How I survived the toilet paper frenzy.

I entered my local shopping centre with the intention of just stocking up on the essentials like a bag of rice, some tins of tuna and a couple of bags of frozen vegetables. But I crossed the line, I entered the aisle where the newest hot commodity, toilet paper used to reside.

Now being an ex-plumber, I understand the need and importance of those valuable squares of 2 ply paper. Working on many new houses on the outskirts of Sydney, carrying your own toilet paper was essential. I remember very clearly, one morning when I had just arrived at a house site in Yarrawarra, south of Sutherland. I had driven from Hornsby, and I was busting to go. I was in luck; I had a roll of toilet paper. I grabbed it and headed into the bush at the rear of the site. I only just made it behind a large rock and was relaxing into it. I looked up, and to my horror just off in the bush was a man sitting on a balcony that I just did not see, watching the entire proceedings. I was beyond the point of no return, I finished, quickly covered the toilet paper with leaves, and with out looking up, was out of there.

So, the entire focus on stocking up on toilet paper, just in case, is a severe ‘first world problem.’ The media are just having a wonderful time. The bush fires, the flooding and now toilet paper. They will not be satisfied until we have zombies running wild. But it is not the zombies we should be scared of. Whilst checking out with my meagre supplies, there was a trolley of items that had been discarded at the cash register. To my delight there was a six pack of 2 ply just sitting there. As I picked it up, a woman literally snatched it out of my hands, and mumbled that she needed it more than me. It has begun.

But what is this obsession all of a sudden on our hygiene? Will the world end if we do not have toilet paper? News flash, you cannot eat toilet paper. One of my earliest memories as a child was driving with my father to his afternoon hockey match, somewhere near Buckinghamshire, I remember forests and leaves. I was only a young boy and at that age, filling my pants was a definite option to me but not to my father. He pulled over, and to his credit used a bunch of large maple leaves to clean me up. Who needs toilet paper? We have survived for thousands of years by using leaves. I reckon that this must have traumatised my father as it was him many years later that said I would be a great plumber.
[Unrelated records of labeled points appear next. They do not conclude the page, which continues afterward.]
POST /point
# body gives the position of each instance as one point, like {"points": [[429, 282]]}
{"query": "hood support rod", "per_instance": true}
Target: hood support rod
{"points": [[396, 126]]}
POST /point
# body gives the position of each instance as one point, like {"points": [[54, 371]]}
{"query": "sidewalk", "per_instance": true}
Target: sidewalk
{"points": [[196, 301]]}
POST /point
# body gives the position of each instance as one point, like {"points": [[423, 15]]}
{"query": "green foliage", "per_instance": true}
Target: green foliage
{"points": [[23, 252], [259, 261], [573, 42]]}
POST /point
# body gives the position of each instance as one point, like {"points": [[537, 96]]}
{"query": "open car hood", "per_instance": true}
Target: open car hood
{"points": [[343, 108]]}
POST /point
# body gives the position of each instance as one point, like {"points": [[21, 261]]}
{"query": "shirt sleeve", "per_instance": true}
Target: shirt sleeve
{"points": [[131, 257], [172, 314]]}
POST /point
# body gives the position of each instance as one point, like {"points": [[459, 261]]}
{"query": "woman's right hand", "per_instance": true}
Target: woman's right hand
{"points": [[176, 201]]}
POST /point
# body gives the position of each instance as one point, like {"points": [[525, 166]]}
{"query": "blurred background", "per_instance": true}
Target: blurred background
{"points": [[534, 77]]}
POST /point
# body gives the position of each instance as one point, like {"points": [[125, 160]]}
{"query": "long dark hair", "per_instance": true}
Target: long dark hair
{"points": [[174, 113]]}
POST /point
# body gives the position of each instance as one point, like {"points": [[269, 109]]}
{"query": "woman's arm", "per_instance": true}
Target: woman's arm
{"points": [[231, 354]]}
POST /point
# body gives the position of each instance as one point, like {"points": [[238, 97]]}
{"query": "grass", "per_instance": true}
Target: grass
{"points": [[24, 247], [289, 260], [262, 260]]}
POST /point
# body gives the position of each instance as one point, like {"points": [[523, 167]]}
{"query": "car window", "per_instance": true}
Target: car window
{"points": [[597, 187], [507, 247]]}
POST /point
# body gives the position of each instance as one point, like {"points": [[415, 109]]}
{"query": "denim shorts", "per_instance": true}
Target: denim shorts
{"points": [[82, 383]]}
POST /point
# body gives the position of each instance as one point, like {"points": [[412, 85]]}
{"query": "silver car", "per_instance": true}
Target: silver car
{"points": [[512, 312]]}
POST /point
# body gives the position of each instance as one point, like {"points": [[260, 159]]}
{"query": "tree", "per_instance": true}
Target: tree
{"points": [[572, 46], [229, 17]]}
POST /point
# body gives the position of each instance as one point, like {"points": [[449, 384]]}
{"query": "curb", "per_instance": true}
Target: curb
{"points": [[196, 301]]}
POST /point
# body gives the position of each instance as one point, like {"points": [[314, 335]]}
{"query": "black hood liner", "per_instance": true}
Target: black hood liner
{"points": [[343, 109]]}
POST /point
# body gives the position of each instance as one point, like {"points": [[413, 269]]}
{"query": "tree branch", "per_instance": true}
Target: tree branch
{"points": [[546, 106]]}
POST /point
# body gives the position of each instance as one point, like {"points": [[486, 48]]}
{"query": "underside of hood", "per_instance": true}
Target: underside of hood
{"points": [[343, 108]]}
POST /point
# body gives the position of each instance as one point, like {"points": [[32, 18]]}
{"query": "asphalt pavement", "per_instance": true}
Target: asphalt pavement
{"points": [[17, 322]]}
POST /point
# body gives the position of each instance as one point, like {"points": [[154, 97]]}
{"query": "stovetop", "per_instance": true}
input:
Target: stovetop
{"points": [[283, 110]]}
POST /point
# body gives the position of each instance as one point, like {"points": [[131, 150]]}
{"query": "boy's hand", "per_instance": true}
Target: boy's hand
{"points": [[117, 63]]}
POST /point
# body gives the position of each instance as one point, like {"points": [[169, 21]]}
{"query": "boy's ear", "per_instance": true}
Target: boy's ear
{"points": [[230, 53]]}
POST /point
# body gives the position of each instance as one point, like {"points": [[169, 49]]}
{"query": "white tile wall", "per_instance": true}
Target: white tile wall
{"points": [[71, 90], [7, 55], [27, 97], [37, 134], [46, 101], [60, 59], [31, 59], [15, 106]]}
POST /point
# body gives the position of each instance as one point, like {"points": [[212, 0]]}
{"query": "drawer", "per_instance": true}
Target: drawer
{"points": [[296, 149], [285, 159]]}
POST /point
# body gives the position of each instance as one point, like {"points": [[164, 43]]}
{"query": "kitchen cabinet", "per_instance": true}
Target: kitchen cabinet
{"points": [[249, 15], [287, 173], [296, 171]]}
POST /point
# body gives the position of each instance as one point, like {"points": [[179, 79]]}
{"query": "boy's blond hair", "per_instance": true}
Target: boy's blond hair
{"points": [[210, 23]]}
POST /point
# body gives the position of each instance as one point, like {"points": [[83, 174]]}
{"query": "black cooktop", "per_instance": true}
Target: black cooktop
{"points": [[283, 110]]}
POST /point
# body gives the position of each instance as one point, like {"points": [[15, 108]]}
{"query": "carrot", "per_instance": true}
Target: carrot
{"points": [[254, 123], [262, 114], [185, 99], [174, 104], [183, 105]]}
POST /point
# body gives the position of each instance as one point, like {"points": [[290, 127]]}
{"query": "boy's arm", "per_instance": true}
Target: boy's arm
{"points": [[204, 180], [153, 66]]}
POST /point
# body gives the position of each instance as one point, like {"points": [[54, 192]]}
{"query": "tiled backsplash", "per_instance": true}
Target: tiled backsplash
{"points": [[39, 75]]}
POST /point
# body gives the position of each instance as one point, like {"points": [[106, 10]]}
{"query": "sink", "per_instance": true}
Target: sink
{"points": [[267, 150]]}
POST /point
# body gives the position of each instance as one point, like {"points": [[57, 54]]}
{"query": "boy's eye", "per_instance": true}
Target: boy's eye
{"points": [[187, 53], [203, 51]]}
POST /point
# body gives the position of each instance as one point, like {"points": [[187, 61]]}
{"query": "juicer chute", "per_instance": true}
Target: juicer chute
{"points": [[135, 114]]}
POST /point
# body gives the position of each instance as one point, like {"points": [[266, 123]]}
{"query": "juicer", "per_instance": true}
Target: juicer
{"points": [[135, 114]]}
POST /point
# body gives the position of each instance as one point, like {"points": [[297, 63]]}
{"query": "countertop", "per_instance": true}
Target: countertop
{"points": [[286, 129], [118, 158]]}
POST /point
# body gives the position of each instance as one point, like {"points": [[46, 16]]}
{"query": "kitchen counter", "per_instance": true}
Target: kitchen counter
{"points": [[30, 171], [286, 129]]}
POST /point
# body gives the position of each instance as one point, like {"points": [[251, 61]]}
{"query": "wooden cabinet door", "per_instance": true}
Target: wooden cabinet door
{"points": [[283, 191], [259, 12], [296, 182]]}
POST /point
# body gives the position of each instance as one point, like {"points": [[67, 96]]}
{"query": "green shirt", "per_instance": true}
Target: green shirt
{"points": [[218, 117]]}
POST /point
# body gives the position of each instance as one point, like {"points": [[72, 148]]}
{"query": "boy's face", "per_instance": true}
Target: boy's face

We all know that this is not about the toilet paper. It is fear, pure and simple. Like the ‘Walking Dead’ it is not the zombies that we have to be careful of, it is our fellow humans. The homo sapien is the most brutal of any of the current life forms that inhabit the earth. I don’t think I need to give you examples. Our savagery towards animals, each other and the planet is beyond reproach. I can hear you now, ‘but we can all make a difference.’ I don’t think so. So, for us to reach a moral and loving tipping point that would signal an end to the hostility we inflict on each other, there would need to be a gigantic shift in our own awareness. In the meantime, as we squabble over bloody toilet paper, we need to prepare for the worst, but to expect the best.